Двадцать шестого ноября, наконец, прибыла первая часть долгожданного каравана негров макарака. Так как в караване было несколько сот людей, его пришлось разделить, хотя бы уже из-за воды: для такого количества людей на дороге нельзя найти сразу достаточно питьевой воды. Вторая часть каравана прибыла много дней спустя. Так как в зерибе Ладо не хватало тукулей для всех прибывших, негры макарака построили себе в десяти минутах западнее Ладо собственную деревню.

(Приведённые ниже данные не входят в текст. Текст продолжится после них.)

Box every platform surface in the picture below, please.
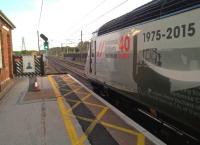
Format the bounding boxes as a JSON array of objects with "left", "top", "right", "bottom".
[
  {"left": 0, "top": 75, "right": 165, "bottom": 145},
  {"left": 48, "top": 74, "right": 166, "bottom": 145},
  {"left": 0, "top": 77, "right": 70, "bottom": 145}
]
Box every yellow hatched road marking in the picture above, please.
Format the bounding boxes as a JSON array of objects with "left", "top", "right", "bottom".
[
  {"left": 66, "top": 81, "right": 77, "bottom": 85},
  {"left": 75, "top": 92, "right": 89, "bottom": 96},
  {"left": 80, "top": 101, "right": 106, "bottom": 108},
  {"left": 48, "top": 75, "right": 84, "bottom": 145},
  {"left": 100, "top": 121, "right": 139, "bottom": 135},
  {"left": 65, "top": 99, "right": 106, "bottom": 108},
  {"left": 67, "top": 113, "right": 137, "bottom": 133},
  {"left": 62, "top": 76, "right": 75, "bottom": 83},
  {"left": 49, "top": 75, "right": 145, "bottom": 145},
  {"left": 76, "top": 107, "right": 109, "bottom": 145},
  {"left": 66, "top": 113, "right": 141, "bottom": 136},
  {"left": 62, "top": 78, "right": 80, "bottom": 88},
  {"left": 59, "top": 88, "right": 71, "bottom": 92},
  {"left": 62, "top": 87, "right": 82, "bottom": 97},
  {"left": 103, "top": 122, "right": 145, "bottom": 145},
  {"left": 62, "top": 75, "right": 72, "bottom": 80},
  {"left": 69, "top": 114, "right": 145, "bottom": 145},
  {"left": 66, "top": 93, "right": 91, "bottom": 113},
  {"left": 66, "top": 74, "right": 146, "bottom": 145},
  {"left": 68, "top": 114, "right": 94, "bottom": 122}
]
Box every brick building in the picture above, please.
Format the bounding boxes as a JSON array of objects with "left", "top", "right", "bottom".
[{"left": 0, "top": 11, "right": 15, "bottom": 92}]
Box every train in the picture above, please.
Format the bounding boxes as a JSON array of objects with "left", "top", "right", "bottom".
[{"left": 85, "top": 0, "right": 200, "bottom": 139}]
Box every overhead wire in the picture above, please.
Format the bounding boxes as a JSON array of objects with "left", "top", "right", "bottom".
[
  {"left": 83, "top": 0, "right": 128, "bottom": 28},
  {"left": 80, "top": 0, "right": 107, "bottom": 22},
  {"left": 37, "top": 0, "right": 44, "bottom": 52},
  {"left": 69, "top": 0, "right": 128, "bottom": 38},
  {"left": 66, "top": 0, "right": 107, "bottom": 34},
  {"left": 38, "top": 0, "right": 44, "bottom": 30}
]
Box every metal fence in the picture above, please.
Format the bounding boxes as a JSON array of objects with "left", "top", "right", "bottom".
[{"left": 63, "top": 53, "right": 88, "bottom": 62}]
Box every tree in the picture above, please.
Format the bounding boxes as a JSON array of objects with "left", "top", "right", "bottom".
[{"left": 77, "top": 41, "right": 90, "bottom": 53}]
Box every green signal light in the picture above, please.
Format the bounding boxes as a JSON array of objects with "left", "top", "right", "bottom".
[{"left": 44, "top": 41, "right": 49, "bottom": 50}]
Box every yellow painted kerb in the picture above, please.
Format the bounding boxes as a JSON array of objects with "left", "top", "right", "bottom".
[
  {"left": 48, "top": 75, "right": 84, "bottom": 145},
  {"left": 48, "top": 75, "right": 145, "bottom": 145}
]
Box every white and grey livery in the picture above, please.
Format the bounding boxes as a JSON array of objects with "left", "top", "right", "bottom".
[{"left": 85, "top": 0, "right": 200, "bottom": 138}]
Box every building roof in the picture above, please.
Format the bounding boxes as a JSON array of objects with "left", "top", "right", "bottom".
[{"left": 0, "top": 10, "right": 15, "bottom": 29}]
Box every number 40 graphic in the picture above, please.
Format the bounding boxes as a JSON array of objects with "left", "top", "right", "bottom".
[{"left": 119, "top": 35, "right": 130, "bottom": 52}]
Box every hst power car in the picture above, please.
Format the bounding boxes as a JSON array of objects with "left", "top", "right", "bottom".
[{"left": 85, "top": 0, "right": 200, "bottom": 137}]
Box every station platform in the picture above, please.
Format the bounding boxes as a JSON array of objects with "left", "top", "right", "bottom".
[
  {"left": 0, "top": 74, "right": 166, "bottom": 145},
  {"left": 48, "top": 74, "right": 166, "bottom": 145}
]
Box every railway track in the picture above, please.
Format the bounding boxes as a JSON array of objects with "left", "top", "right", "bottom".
[
  {"left": 47, "top": 56, "right": 92, "bottom": 89},
  {"left": 47, "top": 56, "right": 199, "bottom": 145},
  {"left": 62, "top": 58, "right": 85, "bottom": 70},
  {"left": 47, "top": 56, "right": 86, "bottom": 78}
]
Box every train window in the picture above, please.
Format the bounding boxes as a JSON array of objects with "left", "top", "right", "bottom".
[
  {"left": 141, "top": 48, "right": 160, "bottom": 66},
  {"left": 139, "top": 48, "right": 200, "bottom": 71},
  {"left": 159, "top": 48, "right": 200, "bottom": 71}
]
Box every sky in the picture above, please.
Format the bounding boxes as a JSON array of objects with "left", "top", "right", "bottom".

Прибытие макарака внесло большое оживление в зерибу. Нельзя сказать, что и до этого здесь было тихо и спокойно, как, например, в тунисских или нубийских поселениях, казавшихся вымершими; наоборот, различнейшие звуки, особенно по вечерам и до поздней ночи, составляли сатанинский концерт. Немного спокойнее было по утрам, после того как многосотенные стада домашнего скота были выгнаны на пастбище из-за изгороди крааля неподалеку от зерибы. Кроме скота, принадлежащего правительству, каждая семья имела собственное небольшое стадо. Но в наступившей после угона скота тишине особенно ясно раздавались сварливые женские голоса, и мы становились невольными свидетелями семейных сцен. Соседка справа, в проворстве язычка не уступающая торговке Берлина или Вены, начинает взволнованно и бесконечно долго доказывать своим рабыням их никчемность, причем она часто прибегает к излюбленному сравнению рабынь с собаками; для большей же убедительности своих слов она обязательно выдернет из стены несколько камышин и обработает ими спины несчастных. Как только умолкают крики справа, пронзительный голос моей соседки слева дает знать, что и она не менее активна в управлении своим домом. Из другого конца раздается неистовый крик непослушного мальчугана, получающего заслуженное наказание, а в третьем месте совсем юный гражданин мира громко требует пищи от своей жестокой кормилицы. Играющие на улице дети награждают друг друга ударами камыша, чтобы, по примеру спартанцев, еще в детстве подготовить себя к позднейшим ударам «курбаши», и шумят так, что я не имею покоя в течение всего дня. Если добавить к этому вечное кудахтанье кур, клохтанье индюшек, блеяние оставшихся овец и коз и, кроме того, как аккомпанемент, учебные упражнения солдат гарнизона на трубе, то можно себе легко представить «дневной покой» в зерибе.